One example is going even in a lane. If you go even in lane and the rest of your team feeds, what could you have done? Simple, you could have won your lane. If you won your lane, your jungler would have had more time to camp the other lanes because yours was all set. On top of that, if you shut down your opponent hard enough he/she might wind up being useless and the remainder of the game could virtually be a 5v4. You winning your lane might have also given you that extra gold boost to buy the items you needed to kill the enemies that were fed.
If you want to rise in ELO doing alright is not an option, you need to do exceptionally.
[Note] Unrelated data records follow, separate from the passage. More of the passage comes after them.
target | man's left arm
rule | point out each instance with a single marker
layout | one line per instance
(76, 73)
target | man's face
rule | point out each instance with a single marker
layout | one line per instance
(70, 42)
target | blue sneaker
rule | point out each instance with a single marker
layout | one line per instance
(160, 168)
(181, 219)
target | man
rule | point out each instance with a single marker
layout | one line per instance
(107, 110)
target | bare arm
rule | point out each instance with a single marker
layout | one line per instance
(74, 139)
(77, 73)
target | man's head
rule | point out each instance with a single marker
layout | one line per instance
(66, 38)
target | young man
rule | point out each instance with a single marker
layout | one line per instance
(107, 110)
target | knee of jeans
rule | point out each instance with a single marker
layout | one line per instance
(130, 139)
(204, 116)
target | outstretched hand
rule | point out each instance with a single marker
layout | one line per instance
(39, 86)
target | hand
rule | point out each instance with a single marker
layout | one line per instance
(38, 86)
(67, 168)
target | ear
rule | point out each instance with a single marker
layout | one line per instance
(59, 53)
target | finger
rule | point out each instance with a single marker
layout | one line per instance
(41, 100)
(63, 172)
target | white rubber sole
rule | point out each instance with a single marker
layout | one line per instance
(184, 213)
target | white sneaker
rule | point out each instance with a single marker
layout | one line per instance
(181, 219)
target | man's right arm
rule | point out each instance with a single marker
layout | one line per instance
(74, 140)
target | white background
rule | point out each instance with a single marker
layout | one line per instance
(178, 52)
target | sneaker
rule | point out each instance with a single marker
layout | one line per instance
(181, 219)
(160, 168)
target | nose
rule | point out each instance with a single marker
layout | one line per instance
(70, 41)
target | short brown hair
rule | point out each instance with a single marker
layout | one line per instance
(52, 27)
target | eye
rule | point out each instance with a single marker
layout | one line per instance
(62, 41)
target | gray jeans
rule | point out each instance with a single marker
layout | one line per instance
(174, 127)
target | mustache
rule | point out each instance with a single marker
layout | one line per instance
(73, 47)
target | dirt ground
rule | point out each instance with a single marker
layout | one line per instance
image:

The System Decides Your ELO
Just because you or a friend thinks you are a higher level player does not mean you are a higher level player. You nor your friends decide your ELO, the one deciding your ELO is the ranking system that RIOT has put into place. Getting annoyed at how inferior your teammates are compared to you is not the way to improve your play. Accepting your status as whatever you are ranked is one of the first steps to improvement. I mean, if you really were so much better than your teammates as you say you are, why do you have the same rating?
Believing that you are a stronger player than you actually are makes it harder to figure out the things you need to improve on. Playing with a mindset that you are superior to your peers leaves you in a state where you effectively deny most of your mistakes. In the games where you do not make mistakes, it gives you the ability to deny the extra things you could have done to give your team the edge. Sure, although you could have done a lot more in order to give your team the win, you lost because your team was bad… right?
III. Mindset Advice
Do Not Play to Win
Playing the game with the sole purpose of victory is a trap within itself. While focusing on winning is not necessarily a bad thing, being too obsessed with pulling in wins can be detrimental to gameplay. While winning when you are trying to win is certainly positive, when you lose it tends to backfire. Especially when you lose multiple games in a row.
When you try extremely hard to win in games, the losses are extremely frustrating. Along with the frustration will come tunnel vision and rash decision making. In addition to these two, the word “rage” certainly will bare its fangs.
Getting too frustrated about the game helps absolutely nobody. When you play frustrated, not only will you play worse, but you will have a higher tendency to take it out on your teammates. By figuring out ways to minimize the frustration of losing, you will have a clearer mind to reflect on the decisions and mechanical play that was done throughout the game. With this not only will losing games feel more constructive, but they will also be more enjoyable because they will not be as irritating to play.
Look Toward the Future, Stay Positive
Stupid things happen throughout every game. People feed, people disconnect, and people make stupid decisions that lead to numerous deaths. Dwelling over these dumb occurences is something you should try to avoid at all costs. Look towards the future.
Just because your team has a bad start does not mean the game is set in stone. The only times the game is a guaranteed loss is when your own team decides it. When your team constantly blames someone for feeding or making a stupid call, your team becomes more focused on arguing than actually playing the game. In addition, your teammates now have an effective scapegoat to deny the fact they did not want to try to win. Your teammates can always just blame the feeder; after all, the loss was entirely his fault right?
Although this is a scenario you will not be able to avoid in games, the most you can try to do is defuse the situation. Try your best to keep your team focused on playing and not arguing. While the methods of doing this vary, the most important thing is that you do not also harass your teammates. I, for one, stop trying to actually win if I start getting harassed too much.
Who wants to see jerks win games anyways?